Try to stay safe and look after yourself - you deserve better...
My mum won't talk to me and I can't bear it...in fact,she won't talk to anyone and I'm so scared that she has harmed herself.My therapist tried to ring her today to talk to her about things and there was no reply...he left a message and he is going to to ring me tomorrow to let me know if they've spoken.
I feel so guilty that I have completely destroyed my mum's life,I never intended for her to find out like this,if at all and right before Xmas is a nightmare....I don't know what to do,I don't have the guts to pick up the phone because I don't have a clue what I would say,but the longer she doesn't talk to me,the more it makes me feel like I should feel even more ashamed than I already do and to blame if that makes sense....and all of this has suddenly made things very very real all over again in my head and I'm scared...one minute I think I am on the right track and then all these things get thrown at me at once and I'm really struggling to cope,in fact I feel suicidal because I have ****ed up once again and nothing will be the same again.I told my therapist today how I feel and he said that if I die by taking my own life then within a few hours the CPS will have all my case notes which will be made public because of an inquest and they will send out the police and get a warrant for my dad's arrest and I don't know if I could leave that behind me...but on the other hand I don't even know if my therapist is telling me the truth or is just trying to stop me....I feel completely screwed because now I can't even die because even more people will find out about the shameful things I did.

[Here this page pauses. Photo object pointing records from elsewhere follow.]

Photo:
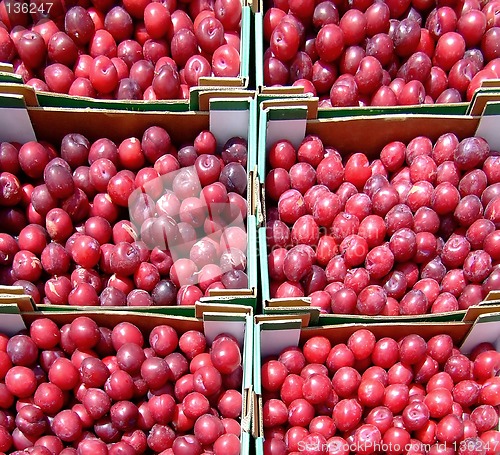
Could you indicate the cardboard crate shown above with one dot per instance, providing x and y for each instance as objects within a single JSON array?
[
  {"x": 275, "y": 333},
  {"x": 224, "y": 116},
  {"x": 17, "y": 314},
  {"x": 259, "y": 44},
  {"x": 366, "y": 134},
  {"x": 241, "y": 82}
]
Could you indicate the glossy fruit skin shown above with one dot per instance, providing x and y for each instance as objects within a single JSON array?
[
  {"x": 401, "y": 233},
  {"x": 369, "y": 407},
  {"x": 78, "y": 234},
  {"x": 100, "y": 403}
]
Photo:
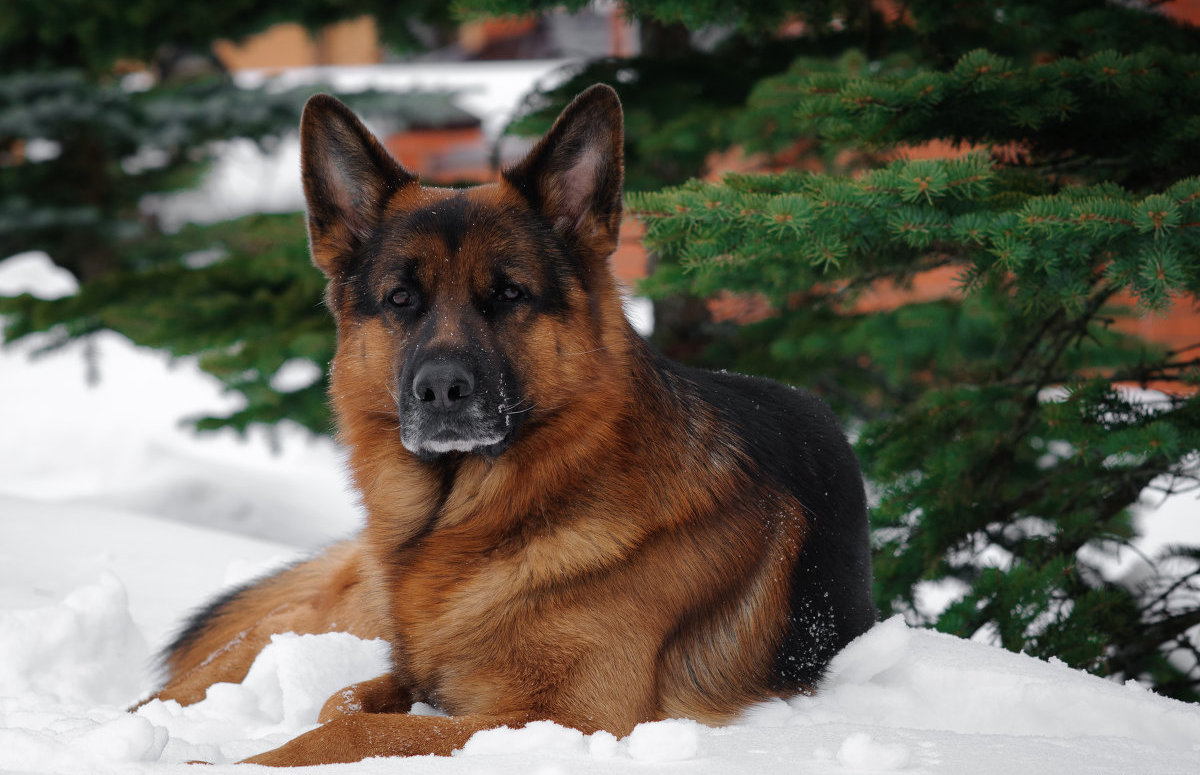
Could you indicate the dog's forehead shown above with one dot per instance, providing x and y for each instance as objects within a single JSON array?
[{"x": 465, "y": 234}]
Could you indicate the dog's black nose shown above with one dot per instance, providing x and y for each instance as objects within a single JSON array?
[{"x": 443, "y": 384}]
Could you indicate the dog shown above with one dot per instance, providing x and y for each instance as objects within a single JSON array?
[{"x": 561, "y": 523}]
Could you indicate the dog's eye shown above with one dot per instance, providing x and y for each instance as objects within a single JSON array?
[{"x": 402, "y": 298}]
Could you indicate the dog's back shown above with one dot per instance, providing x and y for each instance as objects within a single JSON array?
[{"x": 561, "y": 523}]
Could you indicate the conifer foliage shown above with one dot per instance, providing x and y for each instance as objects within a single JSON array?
[
  {"x": 997, "y": 426},
  {"x": 82, "y": 149}
]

well done for talking to your therapist, also for having times when you feel you're on the right track - you are on the right track, you're doing really well in dealing with a horrible situation
part of the damage that's been done to you is that you feel responsible for the things that are not your fault. I know it's difficult to see it like that at the moment, but it's true - your parents should have looked after you, not hurt you and made you feel that the things they've done wrong are your fault. This is not your fault, you are not to blame, you have nothing to be ashamed of.
Please try to stay safe, I guess it all feels overwhelming at the moment, but it will get easier.